Milei asks social security chief to quit after comments on raising retirement age

ANSES head Mariano de los Heros said the government was aiming for a 2025 pension reform, but the president later contradicted him

Updated February 10, 3:20 p.m.

President Javier Milei asked ANSES social security bureau head Mariano de los Heros to resign on Monday after he claimed during an interview the previous day that the government wants to carry out a pension reform in 2025. Milei later said pension reform “is not on the agenda.”

Presidential spokesman Manuel Adorni said in an X post that de los Heros will be replaced by Fernando Bearzi, who until now worked as undersecretary of an ANSES fund.

On Sunday, de los Heros said in an interview with news channel TN that the government wants to raise Argentina’s retirement age and restrict the kinds of pension available to older adults who do not have the required 30 years of social security payments.

However, on Monday morning, Milei dismissed his comments. “He is saying that of his own accord,” he told news channel A24. “That is not what is on the agenda. Until you fix the labor issues, you can’t move forward with pensions.” 

De los Heros is just one in a long list of public officials Milei has fired for comments or actions that don’t align with his ideas. On Monday he also removed Sonia Cavallo from her role as Argentine Ambassador to the Organization of American States days after her father Domingo Cavallo, a former economy minister, criticized the government’s economic program.

The previous ANSES head, Osvaldo Giordano, was also removed from the role after his wife, deputy Alejandra Torres, did not back Milei’s flagship Ley Bases.

Pension reform

“We have to discuss the pensions system before the end of this year,” de los Heros said on Sunday. “I believe Argentina deserves pension reform because the system as it is is broken.”

Argentine women can currently retire at 60, while men can retire at 65.

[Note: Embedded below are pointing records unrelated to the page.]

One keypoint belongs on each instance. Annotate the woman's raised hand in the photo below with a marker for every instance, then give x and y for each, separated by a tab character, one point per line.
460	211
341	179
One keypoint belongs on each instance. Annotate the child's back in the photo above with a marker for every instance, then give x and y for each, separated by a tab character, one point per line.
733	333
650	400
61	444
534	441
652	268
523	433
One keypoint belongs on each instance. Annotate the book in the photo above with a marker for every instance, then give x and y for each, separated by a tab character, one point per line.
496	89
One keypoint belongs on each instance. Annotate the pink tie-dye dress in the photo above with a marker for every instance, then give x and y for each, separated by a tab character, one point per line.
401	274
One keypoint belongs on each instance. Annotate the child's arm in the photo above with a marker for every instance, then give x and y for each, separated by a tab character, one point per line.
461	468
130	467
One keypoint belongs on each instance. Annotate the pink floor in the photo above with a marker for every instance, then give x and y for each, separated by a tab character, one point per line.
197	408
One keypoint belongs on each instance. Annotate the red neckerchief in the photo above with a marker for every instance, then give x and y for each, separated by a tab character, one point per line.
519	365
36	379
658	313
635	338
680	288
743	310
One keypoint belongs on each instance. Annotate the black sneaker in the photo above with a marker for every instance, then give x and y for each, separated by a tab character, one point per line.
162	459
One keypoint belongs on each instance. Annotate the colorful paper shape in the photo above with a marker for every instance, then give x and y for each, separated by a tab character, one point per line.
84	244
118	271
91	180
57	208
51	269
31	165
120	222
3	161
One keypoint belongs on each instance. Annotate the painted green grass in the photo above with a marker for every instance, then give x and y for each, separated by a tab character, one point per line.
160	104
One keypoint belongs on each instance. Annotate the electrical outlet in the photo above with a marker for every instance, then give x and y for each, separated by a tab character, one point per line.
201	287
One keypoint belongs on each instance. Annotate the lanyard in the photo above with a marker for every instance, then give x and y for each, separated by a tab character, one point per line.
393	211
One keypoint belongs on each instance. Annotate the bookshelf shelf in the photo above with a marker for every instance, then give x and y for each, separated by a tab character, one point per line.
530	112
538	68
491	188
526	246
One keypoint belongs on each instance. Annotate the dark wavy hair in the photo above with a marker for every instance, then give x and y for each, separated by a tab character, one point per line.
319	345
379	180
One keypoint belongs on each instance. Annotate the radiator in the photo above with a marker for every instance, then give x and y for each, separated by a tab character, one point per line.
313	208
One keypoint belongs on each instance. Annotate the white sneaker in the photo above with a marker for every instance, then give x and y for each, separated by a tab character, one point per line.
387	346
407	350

Workers currently have to make at least 30 years of social security contributions to retire. Those with fewer years of contributions can pay for the missing years under a system known as the pension moratorium. However, that scheme, which has been in place for two years, is set to end on March 23. The government does not plan to renew it.

“Today, there are people who don’t reach 30 years of contributions because the work world has changed. Those who don’t have 30 years of contributions don’t have the right to retire,” de los Heros said.

People who are 65 or older and don’t meet the requirements to receive a state pension can access a payment known as the PUAM, which is equivalent to 80% of the minimum pension. The minimum pension sits at AR$343,086 in February (US$319 at the official rate, US$287 at the MEP rate), after accounting for an additional AR$70,000 sum that is included in the payment.

Although de los Heros didn’t say what the new retirement age would be, de los Heros said that “raising the retirement age alone is not a solution.” The government could create a pension scheme in which people earn a sum that is “proportional to their contributions,” he said. Milei confirmed this idea during his Monday interview.

A “Proportional Retirement Payment” was proposed in the first version of Milei’s Ley Bases, but it was later removed because it lacked political support. Pension reform was also included in Milei’s May Pact signed last year, a 10-point list of broad political goals he agreed with many of Argentina’s governors.

In an interview with Forbes in December, Milei said that his planned labor reforms would bring more people into the formal workforce, laying the groundwork for a stronger pensions system.